Stem Cells and Cancer
Rebecca J. Morris, Ph.D.
Professor

The Hormel Institute - Rebecca Morris
Human non-melanoma skin cancers (NMSCs) occur more frequently than any other malignancy, and approximately 1 million new cases are diagnosed in the United States annually, with a heavy burden on society. An estimated one-third to one-half of all human cancers originate in the skin, and skin cancers exceed all others combined. In the United States, the lifetime risk of skin cancer is 1 in 5. Solar ultraviolet radiation (UV) is the major known cause of NMSCs and is directly relevant to the etiology as demonstrated by epidemiological evidence and the tight correlation between NMSC in humans and UV-induced skin carcinogenesis in murine models. These cancers progress through an orderly sequence in which genetic, biochemical, and cellular abnormalities accumulate in target cells over time. Mild alterations initially seen within keratinocytes only can be identified histologically. Increased cellular atypia occurs with further sun damage, and then the development of hyperkeratotic, pre-malignant actinic keratoses. Of these, 1 to 10 percent will progress to squamous cell carcinomas (SCCs). Given that avoiding sunlight exposure is more easily said than done, the Morris laboratory is focusing on two specific projects.

The first project is related to the interactions between cutaneous epithelial cells and bone marrow cells. We are employing both in vitro models of co-culture and migration as well as in vivo models, using transplantation of genetically labeled bone marrow. Although these experiments remain in progress, we have found evidence of a dynamic interaction between the epidermis and bone marrow-derived cells in vitro and in vivo. We now are working on the mechanism of these interactions as well as the identification and isolation of the involved cells.

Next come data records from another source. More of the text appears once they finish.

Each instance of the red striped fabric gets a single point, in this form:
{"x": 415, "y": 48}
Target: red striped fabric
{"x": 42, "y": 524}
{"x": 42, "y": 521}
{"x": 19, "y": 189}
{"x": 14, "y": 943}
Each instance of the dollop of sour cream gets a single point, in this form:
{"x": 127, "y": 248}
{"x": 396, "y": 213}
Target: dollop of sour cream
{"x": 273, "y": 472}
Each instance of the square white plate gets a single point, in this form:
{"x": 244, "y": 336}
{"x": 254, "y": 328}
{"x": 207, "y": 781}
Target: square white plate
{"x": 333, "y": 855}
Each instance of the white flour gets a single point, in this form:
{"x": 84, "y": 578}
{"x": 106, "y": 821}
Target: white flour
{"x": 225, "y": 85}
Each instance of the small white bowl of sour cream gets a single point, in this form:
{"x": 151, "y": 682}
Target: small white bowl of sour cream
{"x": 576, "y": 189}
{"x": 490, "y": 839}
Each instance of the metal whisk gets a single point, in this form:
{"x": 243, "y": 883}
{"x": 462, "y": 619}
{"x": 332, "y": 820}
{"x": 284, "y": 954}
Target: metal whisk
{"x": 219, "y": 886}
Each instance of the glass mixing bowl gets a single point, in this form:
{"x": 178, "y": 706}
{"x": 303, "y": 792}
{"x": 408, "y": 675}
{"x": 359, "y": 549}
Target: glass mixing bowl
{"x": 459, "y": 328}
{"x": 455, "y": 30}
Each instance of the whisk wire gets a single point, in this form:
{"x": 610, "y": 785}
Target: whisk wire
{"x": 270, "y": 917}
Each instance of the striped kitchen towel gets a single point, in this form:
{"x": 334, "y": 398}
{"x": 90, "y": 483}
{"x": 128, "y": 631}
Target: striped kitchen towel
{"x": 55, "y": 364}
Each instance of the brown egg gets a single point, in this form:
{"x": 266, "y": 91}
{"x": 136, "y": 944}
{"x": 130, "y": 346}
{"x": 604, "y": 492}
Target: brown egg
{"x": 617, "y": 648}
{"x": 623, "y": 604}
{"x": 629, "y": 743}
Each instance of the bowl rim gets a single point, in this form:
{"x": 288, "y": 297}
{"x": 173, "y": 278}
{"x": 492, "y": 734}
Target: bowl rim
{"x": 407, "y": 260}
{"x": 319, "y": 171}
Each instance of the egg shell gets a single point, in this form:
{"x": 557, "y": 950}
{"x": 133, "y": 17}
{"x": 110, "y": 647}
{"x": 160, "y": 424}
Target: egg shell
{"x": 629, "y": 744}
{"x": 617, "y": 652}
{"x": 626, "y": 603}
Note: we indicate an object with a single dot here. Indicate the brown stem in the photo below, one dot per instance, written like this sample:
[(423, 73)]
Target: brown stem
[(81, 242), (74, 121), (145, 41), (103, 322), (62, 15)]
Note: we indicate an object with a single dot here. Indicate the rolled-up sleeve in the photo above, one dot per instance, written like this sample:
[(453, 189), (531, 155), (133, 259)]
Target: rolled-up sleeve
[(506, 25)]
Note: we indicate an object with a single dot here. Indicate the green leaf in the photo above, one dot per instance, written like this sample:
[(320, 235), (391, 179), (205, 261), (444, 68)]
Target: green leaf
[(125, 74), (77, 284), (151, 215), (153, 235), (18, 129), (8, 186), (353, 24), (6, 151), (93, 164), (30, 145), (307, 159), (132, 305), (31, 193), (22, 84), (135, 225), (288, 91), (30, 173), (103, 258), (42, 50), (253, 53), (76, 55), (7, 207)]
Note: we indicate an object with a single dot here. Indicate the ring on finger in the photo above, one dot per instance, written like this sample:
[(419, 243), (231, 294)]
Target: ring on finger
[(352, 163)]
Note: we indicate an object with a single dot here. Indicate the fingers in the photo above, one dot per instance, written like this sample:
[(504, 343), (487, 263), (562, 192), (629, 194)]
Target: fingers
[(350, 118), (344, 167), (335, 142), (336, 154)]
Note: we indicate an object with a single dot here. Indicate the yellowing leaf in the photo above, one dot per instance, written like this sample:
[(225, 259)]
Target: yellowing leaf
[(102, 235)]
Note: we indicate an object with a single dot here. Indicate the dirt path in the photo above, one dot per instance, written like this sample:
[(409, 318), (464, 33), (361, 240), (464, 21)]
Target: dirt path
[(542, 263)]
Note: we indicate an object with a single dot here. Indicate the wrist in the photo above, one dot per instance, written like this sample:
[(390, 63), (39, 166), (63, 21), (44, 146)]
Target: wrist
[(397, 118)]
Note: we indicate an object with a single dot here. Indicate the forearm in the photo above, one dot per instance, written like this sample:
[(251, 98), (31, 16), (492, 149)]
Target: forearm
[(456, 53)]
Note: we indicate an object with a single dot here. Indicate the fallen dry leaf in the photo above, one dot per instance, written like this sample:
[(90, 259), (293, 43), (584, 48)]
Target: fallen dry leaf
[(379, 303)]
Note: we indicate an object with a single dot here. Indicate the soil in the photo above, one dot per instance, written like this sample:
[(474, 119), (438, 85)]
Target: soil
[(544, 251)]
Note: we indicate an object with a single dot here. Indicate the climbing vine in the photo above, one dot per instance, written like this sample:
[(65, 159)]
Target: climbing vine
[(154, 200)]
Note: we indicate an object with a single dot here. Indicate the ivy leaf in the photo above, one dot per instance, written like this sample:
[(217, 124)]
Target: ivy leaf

“Ultimately, these findings may provide potential targets for
treatment of non-melanoma skin cancers.””
Dr. Rebecca J. Morris

In the second project, we are working to identify novel keratinocyte stem cell regulatory genes. Keratinocyte stem cells have an unquestioned role in maintaining the normal structure and function of the epidermis and hair follicles, and they are thought to be important players in inherited and acquired skin diseases. Hence, identification of genes regulating their number and proliferative potential is a critical problem in cutaneous biology. To address this problem, we proposed a novel strategy for identifying genes involved in keratinocyte stem cell regulation. We made the surprising discovery that an innate immunity gene might play a role in regulating hair follicle stem cells. We now are working toward defining the mechanism and determining whether other genes are involved similarly.

The Hormel Institute - Rebecca Morris Lab

(Left to right) Kelsey Boland, Mi Sung Kim, Rebecca Morris, Yong Li, Taylor Picha
Not pictured: Kelly Johnson

In summary, research in the Morris laboratory continues to highlight the role of hair follicle stem cells in the pathogenesis of non-melanoma skin cancer, and has documented an unexpected contribution of bone marrowderived cells. Going forward, we will probe the interactions between epidermal stem cells and bone marrow-derived cells as tumor-initiating and propagating cells.